Wide World of Sports: Four players go onstage, two as sports announcers and two as competitors. The announcers get a common household task from the audience. It is this task in which the competitors will compete. The announcers then get countries for the competitors to be from. Once the competitors are introduced, the competition begins in slow motion. The announcers give a play-by-play on the action until the competition is over. The winner and loser are then announced and interviewed.

Words in Transit: Five players go onstage and three of them line up. The host gets a three letter word from the audience, like “far.” The first person becomes f, the second a, and the third r. The three say their letters and then, together, say the word (i.e. “f..a..r..far”). The players then tap in and out of the word, adding and taking letters away to make new words. If the host finds one of the words particularly interesting, they can yell “scene,” and the players break off and do a quick scene involving that word. When the host yells “word” they players move back into work position, and repeat their letters and the word. Play until the host decides to end it.

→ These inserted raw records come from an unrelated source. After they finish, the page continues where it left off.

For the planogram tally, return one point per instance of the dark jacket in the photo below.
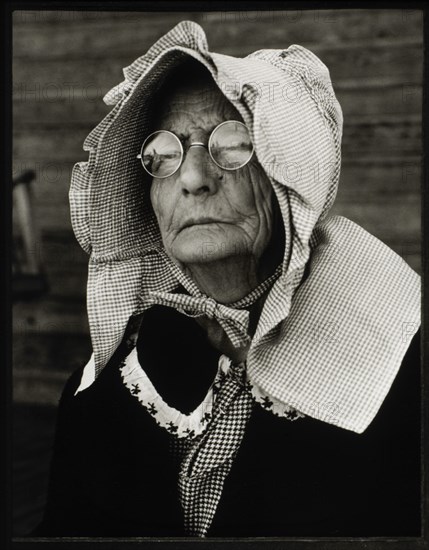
(113, 475)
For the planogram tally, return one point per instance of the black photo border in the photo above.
(289, 543)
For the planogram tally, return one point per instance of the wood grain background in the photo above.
(63, 64)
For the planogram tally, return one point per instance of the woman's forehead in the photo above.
(201, 103)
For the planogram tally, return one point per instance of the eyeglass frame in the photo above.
(195, 144)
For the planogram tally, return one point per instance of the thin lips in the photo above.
(200, 221)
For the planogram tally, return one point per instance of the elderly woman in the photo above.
(244, 380)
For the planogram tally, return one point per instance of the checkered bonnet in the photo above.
(286, 99)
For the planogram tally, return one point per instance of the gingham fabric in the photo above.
(208, 461)
(234, 320)
(337, 322)
(207, 440)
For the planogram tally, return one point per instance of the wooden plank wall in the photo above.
(63, 64)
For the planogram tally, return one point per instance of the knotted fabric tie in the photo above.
(207, 460)
(232, 318)
(234, 322)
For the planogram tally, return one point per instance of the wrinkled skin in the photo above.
(222, 257)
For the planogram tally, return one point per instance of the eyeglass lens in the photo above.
(230, 147)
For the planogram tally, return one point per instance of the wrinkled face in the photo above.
(205, 213)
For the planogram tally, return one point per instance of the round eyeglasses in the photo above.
(229, 147)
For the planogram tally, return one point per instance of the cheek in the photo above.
(251, 191)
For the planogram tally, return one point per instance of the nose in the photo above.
(197, 175)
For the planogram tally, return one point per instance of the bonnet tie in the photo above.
(233, 318)
(234, 322)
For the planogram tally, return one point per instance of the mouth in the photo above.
(200, 221)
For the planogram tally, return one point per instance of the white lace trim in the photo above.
(180, 424)
(270, 403)
(193, 424)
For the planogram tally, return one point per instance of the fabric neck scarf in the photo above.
(234, 319)
(207, 459)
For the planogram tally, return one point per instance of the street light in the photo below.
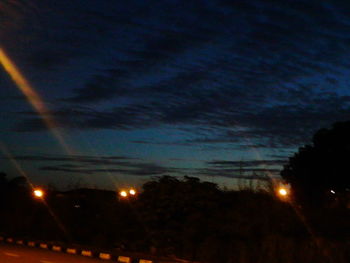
(38, 193)
(123, 194)
(282, 191)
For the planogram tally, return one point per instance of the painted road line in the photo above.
(11, 254)
(105, 256)
(71, 251)
(86, 253)
(57, 248)
(123, 259)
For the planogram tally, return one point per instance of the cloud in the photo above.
(263, 76)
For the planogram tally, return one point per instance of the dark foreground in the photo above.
(19, 254)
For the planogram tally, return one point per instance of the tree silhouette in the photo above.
(319, 172)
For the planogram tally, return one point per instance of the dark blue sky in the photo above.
(147, 88)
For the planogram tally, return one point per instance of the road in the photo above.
(22, 254)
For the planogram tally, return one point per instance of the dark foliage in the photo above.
(319, 173)
(183, 218)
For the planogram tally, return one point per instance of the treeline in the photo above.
(184, 218)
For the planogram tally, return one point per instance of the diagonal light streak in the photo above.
(32, 96)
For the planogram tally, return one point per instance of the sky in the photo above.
(222, 90)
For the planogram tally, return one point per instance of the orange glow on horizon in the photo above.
(38, 193)
(123, 194)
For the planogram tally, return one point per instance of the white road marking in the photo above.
(11, 254)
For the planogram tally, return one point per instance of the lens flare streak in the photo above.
(32, 96)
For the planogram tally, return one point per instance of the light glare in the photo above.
(38, 193)
(123, 194)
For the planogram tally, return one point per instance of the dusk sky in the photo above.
(135, 89)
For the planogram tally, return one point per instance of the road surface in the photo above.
(23, 254)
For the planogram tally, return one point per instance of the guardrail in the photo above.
(116, 257)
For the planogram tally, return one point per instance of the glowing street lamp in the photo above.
(282, 191)
(123, 194)
(38, 193)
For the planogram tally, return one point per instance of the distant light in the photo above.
(123, 193)
(38, 193)
(283, 192)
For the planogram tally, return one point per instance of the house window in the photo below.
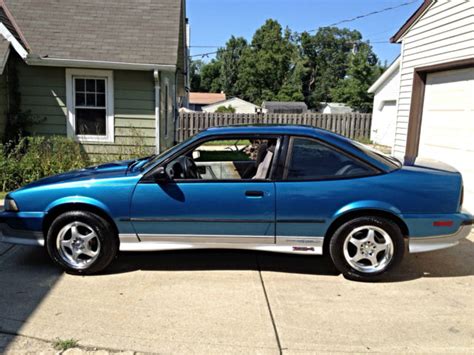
(90, 105)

World’s Worst: Everybody lines up and the host gets a list of verbs, hobbies, and occupations from the audience. The host then offers them to the players one at a time and the players come up and give their version of the “World’s Worst so-and-so.” When the players seem to have run out of ideas, the host switches to the next one and things continue.

Xeno’s Time Paradox: Two people go onstage while the host keeps time. The two carry on a normal scene in 60 seconds. They must then condense and redo that same scene in 30, 10, and finally 1 second. This works best if there is a lot of physicality; talking heads usually doesn’t get any more exciting when it’s condensed.

Yes, And: Everybody forms two lines. The two people at the heads of the lines approach each other. One person says a non sequitor and the other person says, “yes, and…” and a logical response. The key is that the other person must say “yes, and.” An example might be, “Your shoelaces are untied.” “Yes, and I should tie them before I run this marathon.” The two then switch roles and then go to the end of the line.

Yes, Let’s: A random person yells out, “Hey everybody, let’s,” and names a random task, such as ‘fly to mars’ or ‘eat fish.’ Everybody else yells, “Yes, let’s!” and begins miming that action. After a little bit, a different person yells out a task, and so on.

Zip Zap Zop: Everybody is in a circle. One person starts with the “thing,” and it is theirs to pass. There are three ways to pass this “thing.” If you pass it to the person directly to the side of you, you point towards them with your hand and say “zip.” If you pass it to a person that is not directly next to you, you point towards them and say “zop.” If you pass it back to the person that just passed it to you, you point to them and say “zap,” no matter where they are in the circle. Continue increasing the speed of the pass as you play.